Il s’agissait de filmer pendant le voyage de la péniche entre le chantier naval où elle avait passé deux ans en réparation et son nouveau port d’attache en banlieue parisienne. L’affaire de quelques heures.

Au départ, la péniche cale très peu après un joli démarrage. Plus rien. Le démarreur patine à vide. On cherche d’où cela peut venir. L’injection ? Le carburant ? Non, pas le carburant puis qu’on a mis 500 litres il y a une semaine. Mais au bout d’un long moment, tandis qu’on pense déjà qu’on ne partira pas, on s’aperçoit que les 500 litres de la semaine dernière avaient été mis dans un mauvais tuyau et s’étaient déversés dans le fond de cale au lieu de remplir le réservoir. Visiblement, la personne responsable de la petite bourde avait pompé discrètement l’erreur sans remplir à nouveau le réservoir. Nous voilà repartis à faire le plein. 500 litres encore mais, cette fois-ci, dans le réservoir. Ce qui est plus approprié.

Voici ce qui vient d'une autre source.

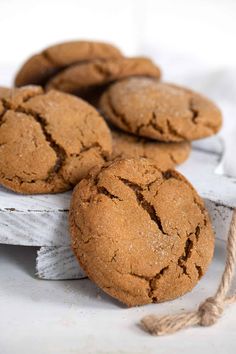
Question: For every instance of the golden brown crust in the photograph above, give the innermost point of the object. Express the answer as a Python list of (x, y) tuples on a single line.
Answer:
[(146, 107), (40, 67), (142, 234), (166, 155), (49, 141), (81, 77)]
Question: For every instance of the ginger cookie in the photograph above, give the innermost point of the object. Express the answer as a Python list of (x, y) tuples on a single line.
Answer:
[(4, 91), (40, 67), (166, 155), (141, 234), (79, 78), (49, 141), (157, 110)]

Nouveaux essais du moteur. Il ronronne au ralentit et rugit en créant d’impressionnant remous à l’arrière du bateau. Tout va bien. Mais non. Pas tout. Plus de marche arrière. Impossible de larguer les amarres sans la marche arrière. Ça reviendrait à conduire un camion sans freins. Rappel des mécanos. Et des tours de clé de 8 ici, de 19. Il faudra une nouvelle bonne heure pour résoudre le problème. On va pouvoir partir ? Oui oui dit le contrôleur. Tout est bon. Et nous partons. Le monde défile sous nos yeux, lointain, presque irréel, comme ne nous concernant plus. C’est étrange la navigation fluviale.

Arrivés à la première écluse, on nous annonce que la navigation est interrompue sur la Seine. Merde. Il faut qu’on arrive au port avant 19:00, sinon on ne pourra pas récupérer la voiture. Et nous restons bloqués dans l’écluse plus d’une heure. Peut-être deux. On ne sait plus rien du temps quand on est sur l’eau.

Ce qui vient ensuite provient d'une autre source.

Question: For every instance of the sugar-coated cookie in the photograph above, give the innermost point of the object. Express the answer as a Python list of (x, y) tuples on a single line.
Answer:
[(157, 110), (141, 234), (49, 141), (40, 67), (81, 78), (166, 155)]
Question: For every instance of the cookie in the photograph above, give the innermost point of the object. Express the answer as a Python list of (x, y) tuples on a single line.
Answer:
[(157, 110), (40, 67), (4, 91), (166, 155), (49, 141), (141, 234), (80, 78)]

Les portes finissent enfin par s’ouvrir. Et nous voilà partis pour une belle traversée de Paris. Bon, belle, mais sous un gros orage. Quoi qu’il en soit, on sait qu’on ne sera jamais à l’heure au port. Nous choisissons de nous arrêter à Choisy, parce que c’est un bon choix. Chacun retournera chez lui comme il peut. Enfin, le capitaine et moi, on doit regagner le chantier naval pour récupérer nos voitures, quand même. Retour maison 23:00. Le lendemain, nouveau départ. Ce matin, quoi.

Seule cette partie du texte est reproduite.